Среди новых задач человеческой деятельности на первом месте стоят задачи науки и познания. Философия должна идти по пути, открытому и проторенному Реформацией, она должна следовать за ней. Подобно тому как Реформация стремится восстановить христианство из его первоисточников — Бога, человека и Библии, стремится и философия обновить познание, выводя его из его первоначальных условий, естественных источников человеческого разума, независимо от всех преданий, от прошлого, от всех тех обстоятельств, которые не заключаются в нем самом, т. е. в человеческой познавательной способности. В таком самообновлении и состоит в данном случае дело Реформации. Вместе с вполне сознательной постановкой такой задачи, с объявлением такой самостоятельности, с попыткой нового познания в этом духе наступает эпоха новой философии. Она начинается с первой трети XVII столетия и простирается до наших дней. С начала ее первого обоснования до завершения ее последних исторически достопримечательных систем протекло около двух столетий, в течение которых ареной ее развития были главным образом Англия, Франция, Нидерланды и Германия. Это те страны, которые были наиболее потрясены Реформацией: она вызвала наибольшую борьбу во Франции, продолжала ее в Германии и победоносно завершила в Англии и Нидерландах. Этим народам, отчасти охваченным Реформацией, отчасти подчинившимся ей, выпало на долю двигать философию; с конца прошлого столетия философскую мысль двигают вперед немцы, которые некогда породили Реформацию.
II. эпоха
новой философии
1. догматизм
Нетрудно обозреть внутренний ход развития новой философии. Она стремится к познанию вещей силами человеческого разума и поэтому начинает свое дело, твердо веря в возможность такого проникновения, с полным доверием к возможностям человеческого разума: она основывается на этом предположении и поэтому в отношении способа ее обоснования имеет характер догматический. Так как она предполагает познание, то должна сделать своим объектом природу вещей, независимо от условий познаваемости, и считать своей задачей объяснение явлений, в том числе и духовных, из существа природы: поэтому в основном своем направлении она имеет характер натуралистический.
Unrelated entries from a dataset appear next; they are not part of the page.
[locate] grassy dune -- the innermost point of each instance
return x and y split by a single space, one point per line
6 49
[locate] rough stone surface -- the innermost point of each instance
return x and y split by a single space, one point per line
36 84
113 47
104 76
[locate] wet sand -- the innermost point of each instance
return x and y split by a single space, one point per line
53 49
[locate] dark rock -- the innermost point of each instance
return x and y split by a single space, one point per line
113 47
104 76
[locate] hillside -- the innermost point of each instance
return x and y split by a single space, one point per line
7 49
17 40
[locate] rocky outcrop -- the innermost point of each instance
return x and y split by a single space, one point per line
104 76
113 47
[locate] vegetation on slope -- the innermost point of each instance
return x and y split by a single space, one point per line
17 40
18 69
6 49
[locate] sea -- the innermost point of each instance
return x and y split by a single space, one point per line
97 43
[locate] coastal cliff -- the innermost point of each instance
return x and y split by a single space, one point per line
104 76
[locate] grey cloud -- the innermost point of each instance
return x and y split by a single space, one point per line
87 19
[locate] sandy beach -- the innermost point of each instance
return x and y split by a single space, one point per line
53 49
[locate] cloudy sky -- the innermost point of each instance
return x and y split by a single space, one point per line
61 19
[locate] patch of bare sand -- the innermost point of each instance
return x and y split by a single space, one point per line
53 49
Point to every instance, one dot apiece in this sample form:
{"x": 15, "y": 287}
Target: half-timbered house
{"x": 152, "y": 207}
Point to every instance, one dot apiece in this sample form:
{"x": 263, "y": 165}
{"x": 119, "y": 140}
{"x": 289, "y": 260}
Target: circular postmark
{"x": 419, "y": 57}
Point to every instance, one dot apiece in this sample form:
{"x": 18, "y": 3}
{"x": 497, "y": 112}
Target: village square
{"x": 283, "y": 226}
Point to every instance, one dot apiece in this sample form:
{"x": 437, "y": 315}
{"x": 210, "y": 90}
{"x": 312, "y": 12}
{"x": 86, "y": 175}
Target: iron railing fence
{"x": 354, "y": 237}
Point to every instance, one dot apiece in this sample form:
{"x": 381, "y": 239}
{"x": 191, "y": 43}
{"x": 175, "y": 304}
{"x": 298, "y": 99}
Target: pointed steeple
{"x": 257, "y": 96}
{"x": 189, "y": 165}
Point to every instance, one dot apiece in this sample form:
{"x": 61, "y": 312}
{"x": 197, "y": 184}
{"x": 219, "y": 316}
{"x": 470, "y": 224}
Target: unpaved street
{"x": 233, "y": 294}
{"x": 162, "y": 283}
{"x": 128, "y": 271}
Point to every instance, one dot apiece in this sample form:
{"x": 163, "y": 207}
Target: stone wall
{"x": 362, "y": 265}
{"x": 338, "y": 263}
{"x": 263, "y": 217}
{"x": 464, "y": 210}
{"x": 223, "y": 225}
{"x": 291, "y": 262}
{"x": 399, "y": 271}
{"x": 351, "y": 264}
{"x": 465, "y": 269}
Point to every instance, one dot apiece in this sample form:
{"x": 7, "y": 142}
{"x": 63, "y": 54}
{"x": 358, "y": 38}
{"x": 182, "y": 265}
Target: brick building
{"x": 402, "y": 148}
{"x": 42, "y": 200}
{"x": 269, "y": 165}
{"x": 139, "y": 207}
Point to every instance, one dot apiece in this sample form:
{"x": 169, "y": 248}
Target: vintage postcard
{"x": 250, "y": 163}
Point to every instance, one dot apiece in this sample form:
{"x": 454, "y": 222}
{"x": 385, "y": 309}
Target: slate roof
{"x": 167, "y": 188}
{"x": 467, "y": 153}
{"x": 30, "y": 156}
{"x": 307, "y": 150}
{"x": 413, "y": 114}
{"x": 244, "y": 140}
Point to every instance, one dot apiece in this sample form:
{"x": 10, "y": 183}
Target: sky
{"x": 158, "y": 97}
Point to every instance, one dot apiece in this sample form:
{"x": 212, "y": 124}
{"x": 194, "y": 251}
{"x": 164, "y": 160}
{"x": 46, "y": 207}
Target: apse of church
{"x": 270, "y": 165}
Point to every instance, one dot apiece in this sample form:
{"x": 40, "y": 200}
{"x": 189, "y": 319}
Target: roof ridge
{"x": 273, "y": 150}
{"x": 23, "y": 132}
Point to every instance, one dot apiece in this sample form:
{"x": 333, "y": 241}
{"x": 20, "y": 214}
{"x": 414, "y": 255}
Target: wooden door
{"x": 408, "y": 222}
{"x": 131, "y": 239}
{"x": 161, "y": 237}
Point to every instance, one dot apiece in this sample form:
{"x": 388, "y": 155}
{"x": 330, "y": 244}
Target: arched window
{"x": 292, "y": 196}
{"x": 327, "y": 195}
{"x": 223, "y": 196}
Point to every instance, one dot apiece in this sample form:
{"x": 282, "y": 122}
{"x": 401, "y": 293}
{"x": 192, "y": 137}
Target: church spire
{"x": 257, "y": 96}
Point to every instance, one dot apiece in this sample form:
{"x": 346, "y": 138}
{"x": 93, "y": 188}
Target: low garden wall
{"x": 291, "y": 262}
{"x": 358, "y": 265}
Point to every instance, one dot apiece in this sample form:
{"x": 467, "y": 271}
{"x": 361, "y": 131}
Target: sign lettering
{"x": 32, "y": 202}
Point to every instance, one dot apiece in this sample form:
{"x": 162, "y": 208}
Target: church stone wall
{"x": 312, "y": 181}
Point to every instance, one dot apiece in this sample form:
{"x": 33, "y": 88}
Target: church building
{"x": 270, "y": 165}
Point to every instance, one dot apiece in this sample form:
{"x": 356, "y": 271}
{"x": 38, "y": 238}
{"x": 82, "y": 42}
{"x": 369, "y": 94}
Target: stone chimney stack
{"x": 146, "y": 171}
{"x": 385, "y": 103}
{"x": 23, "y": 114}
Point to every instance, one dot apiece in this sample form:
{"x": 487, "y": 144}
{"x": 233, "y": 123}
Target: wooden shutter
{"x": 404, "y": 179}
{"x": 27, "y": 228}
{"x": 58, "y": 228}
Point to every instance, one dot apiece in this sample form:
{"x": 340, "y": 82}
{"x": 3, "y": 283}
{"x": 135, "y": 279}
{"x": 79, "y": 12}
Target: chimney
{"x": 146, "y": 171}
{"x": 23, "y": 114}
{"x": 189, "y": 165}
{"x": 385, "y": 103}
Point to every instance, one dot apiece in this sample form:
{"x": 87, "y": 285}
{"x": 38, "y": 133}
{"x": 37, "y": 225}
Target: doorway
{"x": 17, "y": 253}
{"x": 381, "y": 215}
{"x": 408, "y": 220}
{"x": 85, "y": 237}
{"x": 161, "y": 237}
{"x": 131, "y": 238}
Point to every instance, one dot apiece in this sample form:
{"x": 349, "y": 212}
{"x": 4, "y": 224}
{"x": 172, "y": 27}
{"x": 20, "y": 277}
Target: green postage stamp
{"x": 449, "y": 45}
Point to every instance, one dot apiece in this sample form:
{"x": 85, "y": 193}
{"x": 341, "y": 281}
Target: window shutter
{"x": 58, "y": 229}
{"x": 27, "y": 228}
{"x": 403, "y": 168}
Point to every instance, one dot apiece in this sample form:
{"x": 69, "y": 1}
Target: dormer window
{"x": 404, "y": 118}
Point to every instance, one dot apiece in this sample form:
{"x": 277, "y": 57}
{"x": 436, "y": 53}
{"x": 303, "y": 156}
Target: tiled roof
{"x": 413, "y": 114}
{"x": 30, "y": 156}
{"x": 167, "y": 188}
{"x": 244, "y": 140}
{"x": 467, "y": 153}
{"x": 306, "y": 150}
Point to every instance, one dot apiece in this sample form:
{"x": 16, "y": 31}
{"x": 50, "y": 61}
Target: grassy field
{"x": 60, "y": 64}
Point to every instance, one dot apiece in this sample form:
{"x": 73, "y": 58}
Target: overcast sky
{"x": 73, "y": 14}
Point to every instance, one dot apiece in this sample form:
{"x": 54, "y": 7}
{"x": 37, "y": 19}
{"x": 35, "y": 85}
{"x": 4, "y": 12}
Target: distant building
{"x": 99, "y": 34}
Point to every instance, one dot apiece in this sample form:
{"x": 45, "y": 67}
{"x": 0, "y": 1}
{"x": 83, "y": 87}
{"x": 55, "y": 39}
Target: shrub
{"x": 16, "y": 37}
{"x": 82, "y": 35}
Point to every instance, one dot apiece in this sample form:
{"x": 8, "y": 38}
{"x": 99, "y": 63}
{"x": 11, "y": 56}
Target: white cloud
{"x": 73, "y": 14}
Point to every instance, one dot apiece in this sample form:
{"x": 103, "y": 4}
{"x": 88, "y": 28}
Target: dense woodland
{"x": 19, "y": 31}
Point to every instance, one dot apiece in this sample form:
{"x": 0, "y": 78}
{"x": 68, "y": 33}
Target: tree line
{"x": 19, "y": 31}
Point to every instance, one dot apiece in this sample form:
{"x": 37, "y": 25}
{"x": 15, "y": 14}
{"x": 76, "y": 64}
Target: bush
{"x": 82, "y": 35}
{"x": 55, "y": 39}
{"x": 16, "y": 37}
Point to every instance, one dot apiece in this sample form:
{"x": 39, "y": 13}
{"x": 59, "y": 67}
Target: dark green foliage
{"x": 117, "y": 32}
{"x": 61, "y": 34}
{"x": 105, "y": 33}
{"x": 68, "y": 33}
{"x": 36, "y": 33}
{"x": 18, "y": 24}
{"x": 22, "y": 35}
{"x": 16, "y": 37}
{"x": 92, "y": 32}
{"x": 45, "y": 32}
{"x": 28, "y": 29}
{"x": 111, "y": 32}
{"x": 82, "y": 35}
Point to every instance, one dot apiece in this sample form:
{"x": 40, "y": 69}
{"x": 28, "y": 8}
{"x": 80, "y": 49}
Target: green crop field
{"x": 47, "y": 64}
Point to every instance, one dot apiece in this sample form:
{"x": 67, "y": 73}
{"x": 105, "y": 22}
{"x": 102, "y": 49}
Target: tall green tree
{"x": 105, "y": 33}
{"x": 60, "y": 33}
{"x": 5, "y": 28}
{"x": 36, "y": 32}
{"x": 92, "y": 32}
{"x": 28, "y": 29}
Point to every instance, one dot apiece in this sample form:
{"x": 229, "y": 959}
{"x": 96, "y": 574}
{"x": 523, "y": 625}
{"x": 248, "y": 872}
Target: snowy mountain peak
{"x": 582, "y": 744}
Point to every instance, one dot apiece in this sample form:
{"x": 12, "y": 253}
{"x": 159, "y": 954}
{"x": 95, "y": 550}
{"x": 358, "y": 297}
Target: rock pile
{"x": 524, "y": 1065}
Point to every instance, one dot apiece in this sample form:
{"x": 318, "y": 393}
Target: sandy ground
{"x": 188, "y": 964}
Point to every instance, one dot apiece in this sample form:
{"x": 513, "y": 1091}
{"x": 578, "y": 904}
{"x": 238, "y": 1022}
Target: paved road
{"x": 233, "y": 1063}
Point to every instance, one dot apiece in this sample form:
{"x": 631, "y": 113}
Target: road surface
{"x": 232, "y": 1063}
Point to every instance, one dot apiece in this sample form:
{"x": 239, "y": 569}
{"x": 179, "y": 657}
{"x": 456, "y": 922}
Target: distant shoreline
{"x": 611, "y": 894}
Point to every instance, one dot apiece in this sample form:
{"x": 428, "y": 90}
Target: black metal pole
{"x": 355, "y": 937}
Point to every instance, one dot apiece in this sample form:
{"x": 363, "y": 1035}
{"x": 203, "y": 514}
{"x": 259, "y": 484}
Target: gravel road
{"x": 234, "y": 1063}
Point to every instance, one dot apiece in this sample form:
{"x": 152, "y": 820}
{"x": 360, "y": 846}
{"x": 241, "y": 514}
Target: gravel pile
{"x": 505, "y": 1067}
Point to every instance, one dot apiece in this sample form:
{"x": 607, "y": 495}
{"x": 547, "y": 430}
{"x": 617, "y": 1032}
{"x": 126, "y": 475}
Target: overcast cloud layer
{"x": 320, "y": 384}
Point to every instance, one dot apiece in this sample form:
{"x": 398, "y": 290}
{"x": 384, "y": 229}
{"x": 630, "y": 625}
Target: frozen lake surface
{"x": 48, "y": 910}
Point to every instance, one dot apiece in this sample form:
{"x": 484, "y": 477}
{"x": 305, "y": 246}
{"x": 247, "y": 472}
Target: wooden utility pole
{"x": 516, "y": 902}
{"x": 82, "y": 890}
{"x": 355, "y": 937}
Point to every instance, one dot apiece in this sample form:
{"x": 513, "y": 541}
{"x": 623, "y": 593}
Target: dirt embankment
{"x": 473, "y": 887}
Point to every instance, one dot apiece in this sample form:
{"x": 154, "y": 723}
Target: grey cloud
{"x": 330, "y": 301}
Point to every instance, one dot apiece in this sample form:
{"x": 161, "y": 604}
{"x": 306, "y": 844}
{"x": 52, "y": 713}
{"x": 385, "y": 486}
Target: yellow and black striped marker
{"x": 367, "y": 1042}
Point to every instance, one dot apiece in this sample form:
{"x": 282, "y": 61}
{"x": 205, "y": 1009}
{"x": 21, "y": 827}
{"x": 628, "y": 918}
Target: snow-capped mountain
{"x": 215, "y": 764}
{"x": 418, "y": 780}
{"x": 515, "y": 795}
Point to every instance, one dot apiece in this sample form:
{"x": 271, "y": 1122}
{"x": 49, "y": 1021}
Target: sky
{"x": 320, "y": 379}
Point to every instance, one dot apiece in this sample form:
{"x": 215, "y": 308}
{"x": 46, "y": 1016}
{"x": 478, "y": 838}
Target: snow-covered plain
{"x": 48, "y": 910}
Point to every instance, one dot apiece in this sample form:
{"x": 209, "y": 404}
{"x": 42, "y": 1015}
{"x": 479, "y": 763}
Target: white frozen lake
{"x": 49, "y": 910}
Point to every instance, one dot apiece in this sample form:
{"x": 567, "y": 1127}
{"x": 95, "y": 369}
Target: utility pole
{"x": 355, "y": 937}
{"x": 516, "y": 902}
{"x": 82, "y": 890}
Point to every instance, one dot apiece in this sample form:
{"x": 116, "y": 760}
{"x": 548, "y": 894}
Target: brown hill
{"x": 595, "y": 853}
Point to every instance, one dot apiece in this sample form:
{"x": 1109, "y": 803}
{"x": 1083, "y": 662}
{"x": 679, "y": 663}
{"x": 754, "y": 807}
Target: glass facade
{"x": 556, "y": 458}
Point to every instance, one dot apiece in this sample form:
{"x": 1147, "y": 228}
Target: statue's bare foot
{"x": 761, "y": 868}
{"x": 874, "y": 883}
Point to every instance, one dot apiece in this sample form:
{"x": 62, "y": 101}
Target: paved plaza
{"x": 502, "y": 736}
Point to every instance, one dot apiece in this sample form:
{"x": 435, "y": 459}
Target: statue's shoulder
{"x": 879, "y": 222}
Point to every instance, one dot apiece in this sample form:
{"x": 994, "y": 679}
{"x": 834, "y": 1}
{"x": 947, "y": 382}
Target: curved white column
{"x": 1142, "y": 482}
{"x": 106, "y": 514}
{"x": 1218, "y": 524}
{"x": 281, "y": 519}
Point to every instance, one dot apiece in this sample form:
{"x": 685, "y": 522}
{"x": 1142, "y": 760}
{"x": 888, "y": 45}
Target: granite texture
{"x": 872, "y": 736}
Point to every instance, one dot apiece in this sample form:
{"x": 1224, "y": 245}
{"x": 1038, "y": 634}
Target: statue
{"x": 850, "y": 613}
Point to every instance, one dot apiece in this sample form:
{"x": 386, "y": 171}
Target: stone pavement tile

Но истинная познавательная способность должна быть только одна, как и истинное познание вещей. А человеческий разум состоит из двух способностей, посредством которых мы представляем вещи: чувственности и ума, силы восприятия и силы мышления. Поэтому вместе с началом новой философии уже возникает спор между противоположными направлениями познания, который не парализуется общностью задачи и предпосылок, а скорее вызывается ею. Одна сторона считает единственно истинным познание вещей через чувственное восприятие, другая — посредством ума, или ясного и отчетливого мышления: там опыт (empeiria), здесь рассудок (ratio) считается единственным средством для решения философской задачи, потому это решение и следует искать в противоположных направлениях — эмпиризме и рационализме. Номиналистическая теория познания подготовила эмпиризм; последний, сделавшись вполне независимым, явился началом новой эпохи и вызвал в противовес себе рационализм. Почему это произошло, понятно всем. Вещи должны быть познаны такими, каковы они суть, независимо от того, как мы их воспринимаем и какими они являются нашему чувству; истинная природа вещей не может быть поэтому воспринята чувственно, а может быть познана лишь посредством мышления. Вот источник того великого спора, который господствует в новой философии на первых ступенях ее развития и отмечает каждый ее шаг антитезой.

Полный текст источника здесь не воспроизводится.